Since the curvy Fifties and Sixties models, the SL first became blockier (with the R107 “Panzerwagen” model), then longer and portlier (from the Nineties R129 and Noughties R230) and finally, the much-criticised bluff-nosed and cumbersome boulevard cruiser that is the R231, which came to market in 2012 and was facelifted about 4 years ago.
Through the generations, the SL has grown in dimensions and morphed into a grand tourer. We tested the SL500 in late 2016.
“For me, the most beautiful SL is the original model,” Wagener told Autocar. “We’ve taken some of that DNA, starting with the proportions, the surface treatment, things like that. In that respect, the new SL is probably the closest to the first one ever.”

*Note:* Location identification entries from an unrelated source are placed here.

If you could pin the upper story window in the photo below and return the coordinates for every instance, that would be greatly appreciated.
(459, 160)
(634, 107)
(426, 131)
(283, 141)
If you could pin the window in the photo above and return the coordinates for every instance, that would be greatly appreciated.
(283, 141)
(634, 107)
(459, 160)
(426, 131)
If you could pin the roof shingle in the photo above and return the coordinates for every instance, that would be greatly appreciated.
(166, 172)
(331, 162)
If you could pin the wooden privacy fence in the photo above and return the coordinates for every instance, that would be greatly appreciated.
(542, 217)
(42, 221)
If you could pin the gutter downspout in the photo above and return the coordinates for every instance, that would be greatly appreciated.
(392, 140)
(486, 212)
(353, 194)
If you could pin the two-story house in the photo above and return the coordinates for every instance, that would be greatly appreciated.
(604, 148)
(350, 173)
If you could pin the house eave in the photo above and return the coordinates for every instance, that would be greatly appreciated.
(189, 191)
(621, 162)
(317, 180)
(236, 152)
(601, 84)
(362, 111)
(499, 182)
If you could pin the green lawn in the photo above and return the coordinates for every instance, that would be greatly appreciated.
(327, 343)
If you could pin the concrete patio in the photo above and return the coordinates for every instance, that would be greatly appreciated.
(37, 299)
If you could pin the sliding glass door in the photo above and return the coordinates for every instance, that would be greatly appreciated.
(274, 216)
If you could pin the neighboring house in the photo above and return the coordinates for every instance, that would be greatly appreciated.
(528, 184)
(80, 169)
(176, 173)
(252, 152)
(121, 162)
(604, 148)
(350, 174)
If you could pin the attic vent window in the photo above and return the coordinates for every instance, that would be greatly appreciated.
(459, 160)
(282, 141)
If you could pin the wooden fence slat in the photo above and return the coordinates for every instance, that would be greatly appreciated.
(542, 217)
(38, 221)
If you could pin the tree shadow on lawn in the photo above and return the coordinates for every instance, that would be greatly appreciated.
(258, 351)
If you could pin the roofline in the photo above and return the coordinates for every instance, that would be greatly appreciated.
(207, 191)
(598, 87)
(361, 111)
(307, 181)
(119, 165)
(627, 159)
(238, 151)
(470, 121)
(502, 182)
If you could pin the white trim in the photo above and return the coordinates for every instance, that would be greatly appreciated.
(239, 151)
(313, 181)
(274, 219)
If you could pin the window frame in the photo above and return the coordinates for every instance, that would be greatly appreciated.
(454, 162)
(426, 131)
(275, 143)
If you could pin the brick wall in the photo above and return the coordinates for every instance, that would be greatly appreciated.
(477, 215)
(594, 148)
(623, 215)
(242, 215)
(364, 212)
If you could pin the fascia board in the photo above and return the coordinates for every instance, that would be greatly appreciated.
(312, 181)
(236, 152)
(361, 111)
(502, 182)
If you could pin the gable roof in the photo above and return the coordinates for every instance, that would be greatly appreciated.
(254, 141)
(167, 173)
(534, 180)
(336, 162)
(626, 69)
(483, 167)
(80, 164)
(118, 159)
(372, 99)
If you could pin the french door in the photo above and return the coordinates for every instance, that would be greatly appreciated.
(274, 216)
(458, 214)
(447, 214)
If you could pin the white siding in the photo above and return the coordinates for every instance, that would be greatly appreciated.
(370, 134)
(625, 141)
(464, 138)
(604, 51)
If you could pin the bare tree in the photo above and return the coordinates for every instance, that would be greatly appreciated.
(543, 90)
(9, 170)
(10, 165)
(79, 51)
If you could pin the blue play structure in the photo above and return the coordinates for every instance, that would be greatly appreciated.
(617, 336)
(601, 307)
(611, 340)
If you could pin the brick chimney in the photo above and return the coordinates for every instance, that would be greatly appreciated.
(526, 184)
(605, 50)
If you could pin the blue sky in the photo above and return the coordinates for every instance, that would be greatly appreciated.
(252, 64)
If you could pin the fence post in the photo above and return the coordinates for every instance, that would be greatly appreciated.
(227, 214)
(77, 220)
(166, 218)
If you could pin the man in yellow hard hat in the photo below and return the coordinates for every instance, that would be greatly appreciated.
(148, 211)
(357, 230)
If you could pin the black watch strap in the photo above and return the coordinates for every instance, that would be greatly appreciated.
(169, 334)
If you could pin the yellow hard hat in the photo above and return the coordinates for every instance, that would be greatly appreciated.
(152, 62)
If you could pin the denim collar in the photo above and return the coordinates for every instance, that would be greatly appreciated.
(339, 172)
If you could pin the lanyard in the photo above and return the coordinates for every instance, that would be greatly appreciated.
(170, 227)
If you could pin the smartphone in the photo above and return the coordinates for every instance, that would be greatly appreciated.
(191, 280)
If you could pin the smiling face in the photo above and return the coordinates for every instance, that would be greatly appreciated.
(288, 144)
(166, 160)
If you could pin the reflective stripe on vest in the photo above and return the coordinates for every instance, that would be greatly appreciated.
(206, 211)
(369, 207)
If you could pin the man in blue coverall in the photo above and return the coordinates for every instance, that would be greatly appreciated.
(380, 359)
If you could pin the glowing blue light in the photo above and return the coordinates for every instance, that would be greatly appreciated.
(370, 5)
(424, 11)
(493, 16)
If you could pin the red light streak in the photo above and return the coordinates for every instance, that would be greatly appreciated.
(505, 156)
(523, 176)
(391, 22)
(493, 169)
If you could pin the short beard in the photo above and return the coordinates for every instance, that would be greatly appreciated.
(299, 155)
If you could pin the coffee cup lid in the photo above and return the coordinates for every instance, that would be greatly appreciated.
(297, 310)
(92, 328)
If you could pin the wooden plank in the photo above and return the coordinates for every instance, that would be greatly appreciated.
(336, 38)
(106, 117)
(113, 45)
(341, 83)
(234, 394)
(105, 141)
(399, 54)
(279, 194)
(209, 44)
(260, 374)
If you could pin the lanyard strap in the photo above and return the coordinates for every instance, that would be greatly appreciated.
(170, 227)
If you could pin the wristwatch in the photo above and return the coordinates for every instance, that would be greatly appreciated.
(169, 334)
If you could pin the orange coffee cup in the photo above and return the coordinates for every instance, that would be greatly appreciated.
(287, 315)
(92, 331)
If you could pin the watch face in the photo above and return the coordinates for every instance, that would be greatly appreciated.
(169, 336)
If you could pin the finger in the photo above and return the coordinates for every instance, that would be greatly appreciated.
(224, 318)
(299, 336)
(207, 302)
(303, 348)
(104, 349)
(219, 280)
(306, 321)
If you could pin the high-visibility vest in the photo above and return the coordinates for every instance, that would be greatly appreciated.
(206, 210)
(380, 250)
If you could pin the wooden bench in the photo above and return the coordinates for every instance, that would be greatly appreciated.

Which is great news and, although the SL will share its platform with the next GT/GT C Roadster, they will remain very distinctive products. Wagener added: “The GT is more of a race car and the SL is more of a sports car. You will clearly see the differences.”
The Vario Roof was practical, but detracted from the previous SL's dynamism and elegance. That's why the soft-top's back.
Remember, the R232 will be a luxury car first and foremost. Such is the stiffness of the upcoming SL’s all-aluminium architecture that the package won’t suffer a significant loss in torsional rigidity without a folding hardtop. What’s more, advances in materials technology mean the designers believe they can achieve close to the R231’s noise-suppression qualities with a weight-saving soft-top, Whichcar reports.
We also expect that the SL, like the next-generation S-Class, will incorporate Level 3 Highway Assist autonomous driving technology, the next version of AirMatic+ active suspension (which scans the road to pre-arm the air suspension and dampers for bumps ahead) and perhaps even active anti-roll bars that facilitate flat cornering at a wider variety of speeds. Cabin materials and finishes will be first-class.
In terms of powertrains, the R232 and AMG versions are likely to share axle assemblies, suspension, steering systems, a 48V electric architecture, as well as turbocharged straight-6 and twin-turbo V8 hybridised powerplants mated with 9-speed automatic transmissions (AMG derivatives will feature 9-speed Speedshift ‘boxes).
The quartet of trapezoidal exhaust tips suggest that the car at the rear is an AMG derivative in disguise.
Autocar reports that the range is likely to begin with an SL 450 EQ Boost powered by a 3.0-litre turbopetrol producing 272 kW, along with an added 16 kW from the integrated starter motor. There will also be a hotter SL 53 AMG, with 321 kW from a beefed-up version of the former’s straight-6 engine (and 16 kW of e-assistance). The SL 500 EQ Boost will feature a torquier turbocharged 4.0-litre V8 and the top-of-the-range SL63 AMG will produce “in excess of 447 kW” and 22 kW-plus of electric boost in S guise.
“It’s kind of a burden to be responsible for the SL, but we had to make sure this iconic car had a bright future,” AMG boss Tobias Moers said earlier this year. “The weight of responsibility is heavy but what we’re doing is good. We are taking the new all-aluminium SL back to its roots: it’ll be sportier, but also better for everyday use.”